Die Sonne scheint an diesem Frühlingstag, der Himmel ist wolkenlos. Das Meer, keine fünfzig Meter von unserem Haus entfernt, ein leuchtendes Azurblau. Ich öffne das Schlafzimmerfenster einen Spalt, und eine salzige Brise strömt herein. Gute Meeresluft. Die heilende Wirkung der Seeluft, man hört es immer wieder – und verjüngend wirkt sie auch. Die Beautyindustrie macht einen Reibach mit Cremes, Fluiden und Seren mit Meereswasseranteil und Seegrasextrakten, doch diese können mit dem Effekt frischer Meeresluft nicht mithalten. Es ist gar mirakulös, doch nach drei Monaten an der Küste sah ich zehn Jahre jünger aus. Kein Witz. Lange Spaziergänge und Joggen am Strand gehörten zu unserer Routine im Lockdown. Obwohl das Meeresmurmeltier täglich grüßte, wurde der Anblick „unseres“ Strandes nie langweilig.

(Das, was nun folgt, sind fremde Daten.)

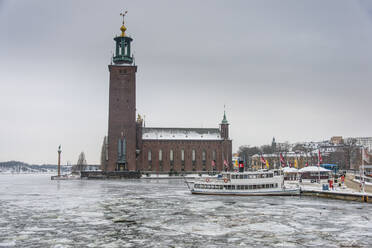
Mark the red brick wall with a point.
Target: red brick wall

Jeden Tag sah das Meer anders aus, mal von einer steifen Brise geriffelt, mal glatt und reflektierend, mal aufgewühlt von sturmgepeitschten Wellen unter einem dunklen Wolkenberg. Auch der Strand selbst zeigte sich stets von einer neuen Seite, mal übersät mit Treibgut und Krabbenleichen nach einem Sturm, mal trocken und weiß, mal gespickt mit Seestachelbeeren.
Die kugeligen Quallen funkeln wie Bergkristalle. Millionen kleiner Körper häuften sich in der Brandung. Am nächsten Tag waren sie verschwunden. Was da wohl noch alles an außerirdisch anmutenden Lebewesen in den Tiefen des Meeres lauert? In einem digitalisierten, allwissenden Zeitalter birgt die See ungeahnte Mysterien – genau darin liegt die Faszination dieses mäandernden Lebensraums. An diesem Tag ist der Sandstrand muschelig und aufgeheizt von der Sonne, es riecht nach trocknenden Algen, leicht fischig-salzig. Mein Blick fällt auf eine Möwe, die fröhlich auf einer sachten Welle wippt. Die Wege des Meeres sind unergründlich.
Sandra Wagner im OPUS Kulturmagazin Nr. 86 (Juli / August 2021) zum Schwerpunkt „Meer“
In der Print-Ausgabe des Magazins ist der Redaktion leider ein Fehler in der Unterüberschrift unterlaufen: Es muss „Die irische Küste von Connemara“ lauten.